Begrip van Weerstand tegen Verandering via Kahneman’s Dual-Systeemtheorie
Daniel Kahneman’s dual-systeemtheorie, zoals beschreven in zijn boek Thinking, Fast and Slow, biedt een overtuigend en handig kader om weerstand tegen verandering beter te begrijpen. De theorie stelt dat ons denken wordt gestuurd door twee systemen: Systeem 1 en Systeem 2. Het brein is natuurlijk complexer dan dit, maar het geeft een mooie leidraad om verandering en weerstand te begrijpen. We kijken eerst naar de werking van de twee systemen, en daarna naar hoe je deze kennis in kunt zetten om weerstand te minimaliseren of om te zetten in voorwaartse energie.
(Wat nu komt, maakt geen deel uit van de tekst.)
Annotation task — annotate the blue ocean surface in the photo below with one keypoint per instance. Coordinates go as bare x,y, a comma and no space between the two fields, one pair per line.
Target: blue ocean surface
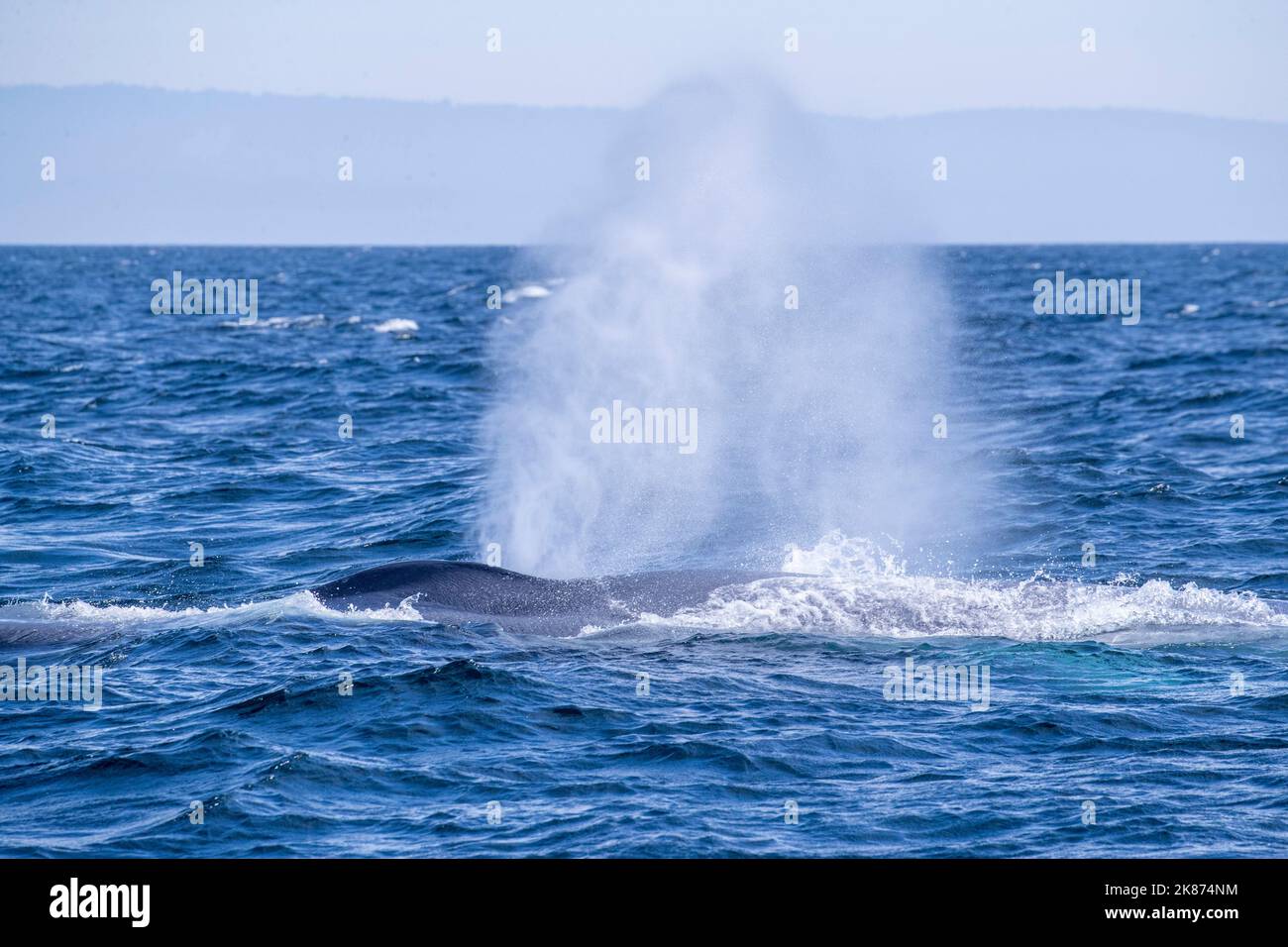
171,484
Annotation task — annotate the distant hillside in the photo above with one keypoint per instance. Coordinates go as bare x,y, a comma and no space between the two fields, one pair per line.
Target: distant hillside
141,165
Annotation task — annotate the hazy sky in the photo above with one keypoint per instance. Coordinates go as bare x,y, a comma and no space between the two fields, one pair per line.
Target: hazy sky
858,56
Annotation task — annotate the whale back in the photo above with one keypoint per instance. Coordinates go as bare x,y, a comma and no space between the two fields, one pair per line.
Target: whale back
462,591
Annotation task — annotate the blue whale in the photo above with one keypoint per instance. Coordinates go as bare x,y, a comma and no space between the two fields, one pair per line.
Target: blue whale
455,592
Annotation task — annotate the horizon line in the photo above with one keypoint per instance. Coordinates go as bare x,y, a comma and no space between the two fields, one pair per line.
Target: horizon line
451,103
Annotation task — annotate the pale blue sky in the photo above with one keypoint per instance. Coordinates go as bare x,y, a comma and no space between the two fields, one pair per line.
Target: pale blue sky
907,56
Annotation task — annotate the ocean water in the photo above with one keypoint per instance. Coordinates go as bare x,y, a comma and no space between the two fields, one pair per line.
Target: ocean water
1136,696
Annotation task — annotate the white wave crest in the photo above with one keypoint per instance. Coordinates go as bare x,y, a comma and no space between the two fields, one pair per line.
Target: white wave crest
851,585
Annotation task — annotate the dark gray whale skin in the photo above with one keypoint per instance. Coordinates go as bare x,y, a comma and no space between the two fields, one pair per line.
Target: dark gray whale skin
455,592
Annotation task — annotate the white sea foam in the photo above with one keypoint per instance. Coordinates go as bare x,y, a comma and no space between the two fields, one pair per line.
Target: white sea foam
531,291
397,326
48,618
851,585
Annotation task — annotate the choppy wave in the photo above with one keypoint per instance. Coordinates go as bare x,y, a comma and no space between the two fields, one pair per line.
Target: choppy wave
853,585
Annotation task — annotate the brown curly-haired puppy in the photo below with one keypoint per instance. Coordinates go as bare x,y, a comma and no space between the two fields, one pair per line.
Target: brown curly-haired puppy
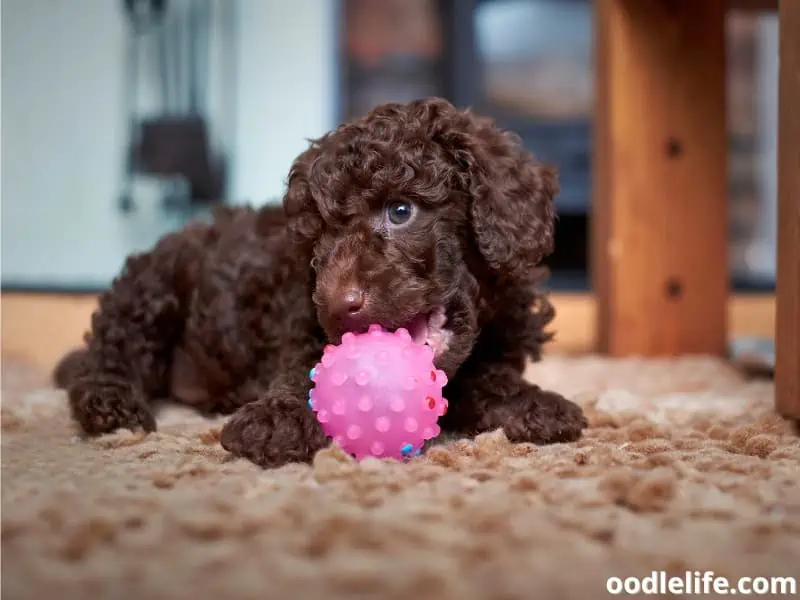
417,215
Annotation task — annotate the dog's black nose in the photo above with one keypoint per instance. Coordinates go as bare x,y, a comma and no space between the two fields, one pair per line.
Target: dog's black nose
350,302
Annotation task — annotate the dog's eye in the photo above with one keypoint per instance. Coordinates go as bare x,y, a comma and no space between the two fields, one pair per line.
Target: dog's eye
399,212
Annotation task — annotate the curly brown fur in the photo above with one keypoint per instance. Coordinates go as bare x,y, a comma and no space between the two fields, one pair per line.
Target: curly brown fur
419,215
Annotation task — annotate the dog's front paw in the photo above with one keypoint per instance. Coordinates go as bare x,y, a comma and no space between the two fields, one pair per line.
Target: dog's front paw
542,417
103,407
271,433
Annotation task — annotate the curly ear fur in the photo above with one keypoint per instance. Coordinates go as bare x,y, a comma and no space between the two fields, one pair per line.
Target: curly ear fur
304,220
511,193
512,201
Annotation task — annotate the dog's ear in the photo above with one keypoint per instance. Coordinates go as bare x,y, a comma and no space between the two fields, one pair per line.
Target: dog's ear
302,213
512,199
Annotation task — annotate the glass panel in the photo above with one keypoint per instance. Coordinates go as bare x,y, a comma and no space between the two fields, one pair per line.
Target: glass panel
536,58
752,104
394,52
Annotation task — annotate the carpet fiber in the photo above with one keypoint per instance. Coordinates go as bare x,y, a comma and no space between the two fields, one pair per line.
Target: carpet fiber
684,467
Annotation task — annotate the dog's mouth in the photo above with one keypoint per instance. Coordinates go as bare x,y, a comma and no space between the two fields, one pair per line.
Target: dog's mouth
429,328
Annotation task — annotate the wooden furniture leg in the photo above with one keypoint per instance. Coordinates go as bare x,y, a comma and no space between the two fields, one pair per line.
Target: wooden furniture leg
660,265
787,316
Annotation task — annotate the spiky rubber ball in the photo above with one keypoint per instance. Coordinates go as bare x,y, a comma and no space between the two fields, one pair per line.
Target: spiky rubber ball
378,394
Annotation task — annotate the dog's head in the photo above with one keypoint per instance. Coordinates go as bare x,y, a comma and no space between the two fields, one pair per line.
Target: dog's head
409,212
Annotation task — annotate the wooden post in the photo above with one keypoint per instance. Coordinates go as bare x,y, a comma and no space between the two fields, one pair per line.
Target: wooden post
787,334
659,211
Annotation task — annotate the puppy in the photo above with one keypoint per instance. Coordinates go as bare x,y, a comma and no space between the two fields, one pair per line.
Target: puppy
419,215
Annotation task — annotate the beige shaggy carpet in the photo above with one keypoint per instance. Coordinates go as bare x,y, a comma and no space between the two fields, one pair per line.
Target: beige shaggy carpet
685,467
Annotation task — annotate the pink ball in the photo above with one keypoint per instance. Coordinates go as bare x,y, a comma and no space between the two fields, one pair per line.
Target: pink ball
378,394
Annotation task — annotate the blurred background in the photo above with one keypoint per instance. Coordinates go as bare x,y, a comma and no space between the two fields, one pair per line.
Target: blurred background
122,119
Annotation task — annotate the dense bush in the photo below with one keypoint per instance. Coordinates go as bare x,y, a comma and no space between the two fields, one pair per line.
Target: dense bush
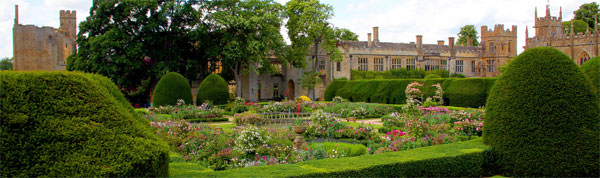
591,69
463,159
60,124
171,87
432,76
543,119
396,74
213,88
471,92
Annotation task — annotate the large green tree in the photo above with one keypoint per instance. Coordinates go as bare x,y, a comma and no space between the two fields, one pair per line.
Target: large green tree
309,30
6,63
464,34
247,34
588,12
135,42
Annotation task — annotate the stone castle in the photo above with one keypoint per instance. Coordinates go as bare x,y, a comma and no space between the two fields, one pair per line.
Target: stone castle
549,31
44,48
497,47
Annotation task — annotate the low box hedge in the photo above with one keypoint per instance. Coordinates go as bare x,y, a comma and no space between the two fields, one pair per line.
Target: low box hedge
461,92
462,159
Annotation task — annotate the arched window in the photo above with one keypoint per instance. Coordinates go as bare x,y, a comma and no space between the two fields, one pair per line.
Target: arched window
583,57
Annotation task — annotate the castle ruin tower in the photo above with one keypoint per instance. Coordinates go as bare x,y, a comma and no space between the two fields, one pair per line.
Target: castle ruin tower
68,23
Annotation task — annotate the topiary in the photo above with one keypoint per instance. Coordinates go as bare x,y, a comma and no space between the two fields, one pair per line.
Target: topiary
432,76
213,88
171,87
591,69
542,117
72,124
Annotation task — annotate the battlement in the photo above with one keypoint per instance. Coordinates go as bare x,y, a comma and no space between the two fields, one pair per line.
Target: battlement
498,29
68,13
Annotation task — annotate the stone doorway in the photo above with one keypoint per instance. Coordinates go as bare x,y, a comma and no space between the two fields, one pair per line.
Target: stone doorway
291,90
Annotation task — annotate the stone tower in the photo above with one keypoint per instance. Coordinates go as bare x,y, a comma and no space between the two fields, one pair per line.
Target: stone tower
68,23
498,47
548,27
44,48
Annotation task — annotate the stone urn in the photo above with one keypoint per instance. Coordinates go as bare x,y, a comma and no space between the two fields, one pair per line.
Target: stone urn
299,142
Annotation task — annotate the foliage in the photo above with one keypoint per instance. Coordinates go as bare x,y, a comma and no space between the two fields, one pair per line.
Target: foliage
171,87
6,63
73,124
247,33
432,76
343,34
466,32
309,31
451,160
542,117
342,149
591,69
469,92
587,13
249,118
579,26
213,88
397,74
162,37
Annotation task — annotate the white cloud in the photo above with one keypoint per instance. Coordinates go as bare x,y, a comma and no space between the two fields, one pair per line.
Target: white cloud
398,21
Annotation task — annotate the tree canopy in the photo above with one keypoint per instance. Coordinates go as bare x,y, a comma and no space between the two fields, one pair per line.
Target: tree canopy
464,34
587,13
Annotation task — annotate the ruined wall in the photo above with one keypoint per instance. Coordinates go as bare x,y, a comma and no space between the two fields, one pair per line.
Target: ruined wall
44,48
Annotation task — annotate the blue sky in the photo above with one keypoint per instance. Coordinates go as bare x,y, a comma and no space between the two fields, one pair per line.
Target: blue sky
398,20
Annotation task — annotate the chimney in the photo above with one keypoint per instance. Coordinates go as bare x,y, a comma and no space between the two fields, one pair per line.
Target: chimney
16,14
451,45
419,41
376,35
370,42
469,41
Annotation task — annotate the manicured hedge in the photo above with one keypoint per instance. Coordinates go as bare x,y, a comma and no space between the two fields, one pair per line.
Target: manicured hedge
471,92
462,159
542,118
591,69
69,124
171,87
213,88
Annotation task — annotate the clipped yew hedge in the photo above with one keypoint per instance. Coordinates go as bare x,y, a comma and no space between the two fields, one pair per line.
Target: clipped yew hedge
213,88
462,159
542,118
470,92
69,124
591,69
171,87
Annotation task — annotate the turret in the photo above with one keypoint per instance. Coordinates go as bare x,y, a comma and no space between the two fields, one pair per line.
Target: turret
68,23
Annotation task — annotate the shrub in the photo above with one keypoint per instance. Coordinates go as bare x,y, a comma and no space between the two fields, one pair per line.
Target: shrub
470,92
432,76
591,69
171,87
542,117
346,149
213,88
463,159
73,124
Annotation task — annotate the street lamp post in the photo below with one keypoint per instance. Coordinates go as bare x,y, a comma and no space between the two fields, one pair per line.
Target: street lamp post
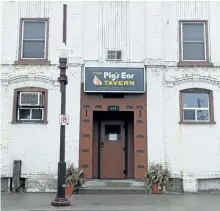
60,199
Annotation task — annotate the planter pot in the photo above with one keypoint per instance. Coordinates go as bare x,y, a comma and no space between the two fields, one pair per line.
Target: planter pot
69,191
155,189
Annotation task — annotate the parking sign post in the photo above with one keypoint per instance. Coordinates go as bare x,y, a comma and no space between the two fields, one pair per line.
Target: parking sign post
60,199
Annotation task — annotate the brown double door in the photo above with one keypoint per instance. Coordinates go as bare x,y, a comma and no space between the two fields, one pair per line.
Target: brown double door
112,150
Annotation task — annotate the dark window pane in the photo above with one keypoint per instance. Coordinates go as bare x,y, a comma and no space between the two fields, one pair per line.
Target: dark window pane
118,54
193,32
29,98
33,49
193,51
188,114
202,115
112,132
24,114
195,100
37,114
34,30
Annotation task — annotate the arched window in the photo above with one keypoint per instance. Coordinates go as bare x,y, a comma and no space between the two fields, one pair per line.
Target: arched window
30,105
196,106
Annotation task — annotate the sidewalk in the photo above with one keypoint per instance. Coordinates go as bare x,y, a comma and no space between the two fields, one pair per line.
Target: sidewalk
41,201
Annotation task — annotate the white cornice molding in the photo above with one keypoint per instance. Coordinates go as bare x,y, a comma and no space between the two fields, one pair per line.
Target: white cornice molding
174,80
28,77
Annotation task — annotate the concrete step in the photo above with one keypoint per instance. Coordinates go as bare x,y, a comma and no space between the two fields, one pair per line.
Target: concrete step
110,191
121,187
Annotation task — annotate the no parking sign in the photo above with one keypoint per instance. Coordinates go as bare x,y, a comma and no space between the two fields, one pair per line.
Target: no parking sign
64,119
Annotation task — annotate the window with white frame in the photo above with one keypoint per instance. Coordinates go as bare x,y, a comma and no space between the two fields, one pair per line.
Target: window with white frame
114,55
195,106
34,40
193,43
30,106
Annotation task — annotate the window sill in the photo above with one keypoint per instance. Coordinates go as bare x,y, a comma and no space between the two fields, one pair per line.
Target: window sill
29,122
32,62
194,64
197,123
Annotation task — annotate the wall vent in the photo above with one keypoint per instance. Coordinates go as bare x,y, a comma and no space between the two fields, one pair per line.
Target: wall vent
114,55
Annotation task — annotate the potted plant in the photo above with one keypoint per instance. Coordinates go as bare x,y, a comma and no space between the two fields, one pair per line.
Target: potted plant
157,178
74,180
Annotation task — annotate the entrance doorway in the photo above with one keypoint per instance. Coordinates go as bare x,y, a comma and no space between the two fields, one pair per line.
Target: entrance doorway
112,152
113,144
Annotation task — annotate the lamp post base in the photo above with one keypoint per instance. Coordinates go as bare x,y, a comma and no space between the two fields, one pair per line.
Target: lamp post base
60,202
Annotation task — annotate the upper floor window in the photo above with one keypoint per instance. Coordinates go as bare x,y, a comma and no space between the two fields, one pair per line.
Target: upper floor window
194,42
114,55
33,46
196,105
30,105
34,39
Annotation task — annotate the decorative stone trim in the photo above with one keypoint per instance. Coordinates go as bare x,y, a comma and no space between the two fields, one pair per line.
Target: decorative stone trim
29,77
174,80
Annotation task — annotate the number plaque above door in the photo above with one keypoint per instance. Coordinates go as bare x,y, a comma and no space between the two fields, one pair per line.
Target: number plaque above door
113,108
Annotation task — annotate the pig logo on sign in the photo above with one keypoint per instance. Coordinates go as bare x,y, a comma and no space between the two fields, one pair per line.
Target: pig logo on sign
96,81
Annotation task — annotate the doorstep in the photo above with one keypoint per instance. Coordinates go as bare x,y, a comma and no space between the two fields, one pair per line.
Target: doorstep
120,187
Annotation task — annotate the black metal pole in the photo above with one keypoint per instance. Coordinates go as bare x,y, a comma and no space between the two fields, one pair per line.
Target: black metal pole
60,199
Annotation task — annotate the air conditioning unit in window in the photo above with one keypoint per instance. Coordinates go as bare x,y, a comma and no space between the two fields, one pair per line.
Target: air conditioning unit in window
30,99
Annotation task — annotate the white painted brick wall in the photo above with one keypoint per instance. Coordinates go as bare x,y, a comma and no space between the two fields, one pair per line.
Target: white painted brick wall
150,36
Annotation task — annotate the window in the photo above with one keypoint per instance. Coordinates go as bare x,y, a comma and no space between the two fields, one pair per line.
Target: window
113,55
196,105
194,42
112,132
33,47
30,105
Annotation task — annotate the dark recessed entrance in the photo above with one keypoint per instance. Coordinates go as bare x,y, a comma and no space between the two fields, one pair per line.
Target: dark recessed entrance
113,145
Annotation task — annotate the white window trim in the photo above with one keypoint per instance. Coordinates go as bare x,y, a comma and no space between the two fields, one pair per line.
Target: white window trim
196,109
31,108
205,41
39,96
45,43
107,59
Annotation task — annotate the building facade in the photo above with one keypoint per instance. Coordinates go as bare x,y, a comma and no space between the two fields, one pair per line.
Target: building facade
143,87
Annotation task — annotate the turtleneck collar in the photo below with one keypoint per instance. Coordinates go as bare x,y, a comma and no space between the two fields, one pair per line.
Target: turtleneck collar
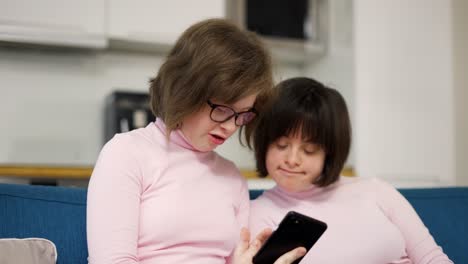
307,193
176,136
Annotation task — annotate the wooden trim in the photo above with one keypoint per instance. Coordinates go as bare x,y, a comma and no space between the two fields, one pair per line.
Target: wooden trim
84,172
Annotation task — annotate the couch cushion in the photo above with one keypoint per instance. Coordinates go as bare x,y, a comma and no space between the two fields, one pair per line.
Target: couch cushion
54,213
27,251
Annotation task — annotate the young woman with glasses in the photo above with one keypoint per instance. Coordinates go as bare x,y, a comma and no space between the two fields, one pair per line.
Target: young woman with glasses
160,194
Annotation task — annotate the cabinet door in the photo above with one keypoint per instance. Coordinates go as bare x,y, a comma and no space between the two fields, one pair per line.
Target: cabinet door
158,21
54,22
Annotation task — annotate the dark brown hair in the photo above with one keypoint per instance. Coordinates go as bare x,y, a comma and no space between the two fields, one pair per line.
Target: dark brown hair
212,60
318,112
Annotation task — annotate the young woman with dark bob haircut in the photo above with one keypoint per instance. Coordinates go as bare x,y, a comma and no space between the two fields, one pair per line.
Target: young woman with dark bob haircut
160,194
302,141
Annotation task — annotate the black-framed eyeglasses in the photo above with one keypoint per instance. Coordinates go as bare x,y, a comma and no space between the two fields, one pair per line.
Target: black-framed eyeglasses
222,113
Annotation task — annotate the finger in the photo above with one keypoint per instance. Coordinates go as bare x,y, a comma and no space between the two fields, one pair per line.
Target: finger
244,241
291,256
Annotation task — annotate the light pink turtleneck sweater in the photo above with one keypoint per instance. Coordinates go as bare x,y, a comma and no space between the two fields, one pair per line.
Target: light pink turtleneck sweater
368,221
151,201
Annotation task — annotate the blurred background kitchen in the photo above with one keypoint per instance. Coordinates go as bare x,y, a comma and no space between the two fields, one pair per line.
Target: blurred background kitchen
73,73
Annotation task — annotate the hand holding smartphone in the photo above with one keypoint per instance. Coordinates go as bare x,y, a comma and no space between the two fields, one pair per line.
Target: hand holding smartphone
295,230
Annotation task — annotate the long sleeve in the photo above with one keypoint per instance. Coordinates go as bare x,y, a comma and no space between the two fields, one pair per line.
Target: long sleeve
420,245
113,206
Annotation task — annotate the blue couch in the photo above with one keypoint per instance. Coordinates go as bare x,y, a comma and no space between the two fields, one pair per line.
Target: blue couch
59,214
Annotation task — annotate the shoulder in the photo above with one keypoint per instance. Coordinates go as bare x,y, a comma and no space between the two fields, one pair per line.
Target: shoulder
223,166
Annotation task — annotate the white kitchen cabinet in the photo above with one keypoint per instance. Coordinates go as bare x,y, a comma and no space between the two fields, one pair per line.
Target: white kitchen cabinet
54,22
156,23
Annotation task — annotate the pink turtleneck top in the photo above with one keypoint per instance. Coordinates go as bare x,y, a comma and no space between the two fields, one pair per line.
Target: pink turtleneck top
154,201
368,221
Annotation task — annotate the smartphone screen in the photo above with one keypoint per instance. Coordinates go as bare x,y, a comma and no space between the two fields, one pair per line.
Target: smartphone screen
295,230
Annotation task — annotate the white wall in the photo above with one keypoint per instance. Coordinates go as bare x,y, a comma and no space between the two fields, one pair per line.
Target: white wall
51,103
460,34
336,68
404,91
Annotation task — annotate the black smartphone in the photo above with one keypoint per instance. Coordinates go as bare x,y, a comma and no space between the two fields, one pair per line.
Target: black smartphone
295,230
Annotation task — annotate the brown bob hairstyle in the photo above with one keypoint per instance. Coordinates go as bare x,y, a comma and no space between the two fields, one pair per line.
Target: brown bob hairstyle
212,60
318,112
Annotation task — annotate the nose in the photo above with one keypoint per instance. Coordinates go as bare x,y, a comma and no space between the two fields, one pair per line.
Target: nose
293,157
229,126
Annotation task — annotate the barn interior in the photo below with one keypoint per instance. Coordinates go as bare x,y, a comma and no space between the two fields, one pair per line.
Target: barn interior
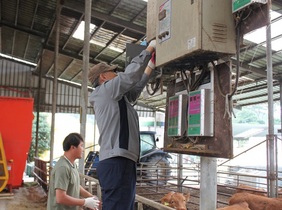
43,56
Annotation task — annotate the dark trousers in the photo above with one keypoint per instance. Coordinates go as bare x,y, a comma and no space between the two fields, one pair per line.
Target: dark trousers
117,177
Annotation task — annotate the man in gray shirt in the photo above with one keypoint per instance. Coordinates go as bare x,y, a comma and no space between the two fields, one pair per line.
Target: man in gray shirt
118,126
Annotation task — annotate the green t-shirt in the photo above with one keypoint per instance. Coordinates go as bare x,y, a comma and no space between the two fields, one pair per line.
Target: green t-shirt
64,176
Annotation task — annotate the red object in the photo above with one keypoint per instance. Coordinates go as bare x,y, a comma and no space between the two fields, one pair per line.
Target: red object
16,115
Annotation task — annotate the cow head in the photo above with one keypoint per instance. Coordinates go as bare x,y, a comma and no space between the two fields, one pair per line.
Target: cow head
176,200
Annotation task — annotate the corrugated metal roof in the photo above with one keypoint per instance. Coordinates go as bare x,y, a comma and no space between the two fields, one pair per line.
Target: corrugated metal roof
28,33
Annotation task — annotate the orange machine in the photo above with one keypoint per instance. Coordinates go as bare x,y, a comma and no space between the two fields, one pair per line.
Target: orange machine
16,115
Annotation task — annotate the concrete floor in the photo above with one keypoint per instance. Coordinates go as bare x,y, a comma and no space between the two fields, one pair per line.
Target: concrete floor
28,197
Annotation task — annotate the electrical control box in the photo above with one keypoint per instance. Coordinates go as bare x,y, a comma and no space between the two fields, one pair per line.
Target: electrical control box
193,30
240,4
177,115
200,113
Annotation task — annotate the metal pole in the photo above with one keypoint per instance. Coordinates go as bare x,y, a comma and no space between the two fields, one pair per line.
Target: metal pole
55,80
84,89
270,153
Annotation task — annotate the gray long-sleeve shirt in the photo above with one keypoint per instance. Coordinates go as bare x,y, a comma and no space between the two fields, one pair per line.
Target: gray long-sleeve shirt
117,120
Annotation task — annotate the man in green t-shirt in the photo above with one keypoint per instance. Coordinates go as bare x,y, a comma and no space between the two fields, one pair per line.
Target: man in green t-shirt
65,191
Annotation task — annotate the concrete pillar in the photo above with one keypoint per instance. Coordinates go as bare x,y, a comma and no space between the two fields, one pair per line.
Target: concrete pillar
208,183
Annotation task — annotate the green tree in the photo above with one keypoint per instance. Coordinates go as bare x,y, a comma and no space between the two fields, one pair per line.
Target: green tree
43,136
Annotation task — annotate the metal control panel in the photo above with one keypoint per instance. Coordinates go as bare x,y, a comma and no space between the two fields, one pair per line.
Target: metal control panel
193,30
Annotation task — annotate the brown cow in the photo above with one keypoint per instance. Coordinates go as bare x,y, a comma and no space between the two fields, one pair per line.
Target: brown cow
248,189
257,202
176,200
237,206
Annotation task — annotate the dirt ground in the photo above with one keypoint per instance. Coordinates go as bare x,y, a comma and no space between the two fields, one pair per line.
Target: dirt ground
32,197
29,197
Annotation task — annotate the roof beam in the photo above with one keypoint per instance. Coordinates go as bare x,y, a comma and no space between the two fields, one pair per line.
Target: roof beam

Systeem 1: Snel en Intuïtief Denken
Systeem 1 werkt automatisch en razendsnel. Het maakt gebruik van heuristieken (mentale shortcuts of vuistregels) en eerdere ervaringen om zonder bewuste inspanning beslissingen te nemen. Dit systeem is verantwoordelijk voor zo’n 98% van onze cognitieve processen en is sterk gericht op bekende patronen en routines. Bij veranderingen geeft Systeem 1 de voorkeur aan de status quo, simpelweg omdat die comfortabel en vertrouwd aanvoelt. Nieuwe ideeën of werkwijzen kunnen daardoor aanvoelen als een bedreiging of risico, wat leidt tot weerstand.
Een concreet voorbeeld: wanneer een organisatie een nieuwe technologie of procedure introduceert, kunnen medewerkers instinctief weerstand bieden als dit hun bestaande werkprocessen verstoort. Systeem 1 focust zich op de ongemakken van de verandering en negeert daarbij vaak de mogelijke voordelen.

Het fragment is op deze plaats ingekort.